Regardless of the dose escalator groups having lower drug efficacy before DE, a gradual reduction in the differences in OAB symptoms between the two groups was evident. By week 4, the mean percentage improvements in diary variables were significantly smaller in the DE group than in the NE group (all P<0.05). Drug efficacy in the DE group became similar to that in the NE group. At week 12, the number of UUI episodes per 24 hours was the only variable that was statistically different between the two groups. At the end of the study, no statistical differences were observed between the groups for any diary variables.
It is difficult to compare our results directly with flexible-dose studies of other anticholinergics. In a fesoterodine study, at week 4 (before the decision to escalate), all the outcomes were significantly improved from the baseline in both groups (all P<0.05), and no significant differences were observed between the non-escalators and escalators at week 12, except UUI episodes per 24 hours (P<0.05) [17]. The fesoterodine study also showed similarities with our results in that the number of UUI episodes was the slowest variable to respond to the anticholinergic drug. A dose increase was requested by 41.2% of patients receiving 5-mg solifenacin after 4 or 12 weeks of active treatment. The incidence of DE in our study is similar to that in previous reports; a dose increase was requested by 48% of patients on solifenacin in the STAR study [8], 47% in the SUNRISE study [6], and 44.1% in the VENUS study [9].
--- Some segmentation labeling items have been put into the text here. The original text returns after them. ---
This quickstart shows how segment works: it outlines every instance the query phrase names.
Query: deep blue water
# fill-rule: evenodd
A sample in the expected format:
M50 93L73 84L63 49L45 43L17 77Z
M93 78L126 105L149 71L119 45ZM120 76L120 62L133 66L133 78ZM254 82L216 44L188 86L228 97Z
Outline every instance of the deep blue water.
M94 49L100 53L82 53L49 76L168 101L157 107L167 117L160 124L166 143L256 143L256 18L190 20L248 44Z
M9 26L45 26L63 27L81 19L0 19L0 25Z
This study had several limitations. It had a retrospective design, and only patients who continued the drug for 24 weeks were included, which is inherently a selection bias (all the patients who discontinued or did not comply for 24 weeks are not included in this population). There was great opportunity for bias in this small population, although the patients were followed up according to the protocol of our department. Objective parameters, including micturition, urgency episode, and urgency incontinence episode data, were used to make an objective comparison between dose escalators and nonescalators. However, a subjective measurement index of changes in urgency incontinence, treatment satisfaction, and quality of life was lacking.
In conclusion, the flexible-dose treatment with solifenacin improved OAB symptoms in the patients who chose to maintain the initial dose, as well as in 41% of those who chose to escalate the dose after 4 or 12 weeks. Although the reduction in OAB symptoms was insufficient in the DE group before DE, the gap narrowed steadily to be similar by the end of the study period (24 weeks). Patients with unfavorable initial symptoms had a tendency to escalate to 10-mg solifenacin and showed significant improvements in OAB symptoms. The use of flexible-dose solifenacin (5 or 10 mg) is associated with UUI and higher total OABSS.
Notes
No potential conflict of interest relevant to this article was reported.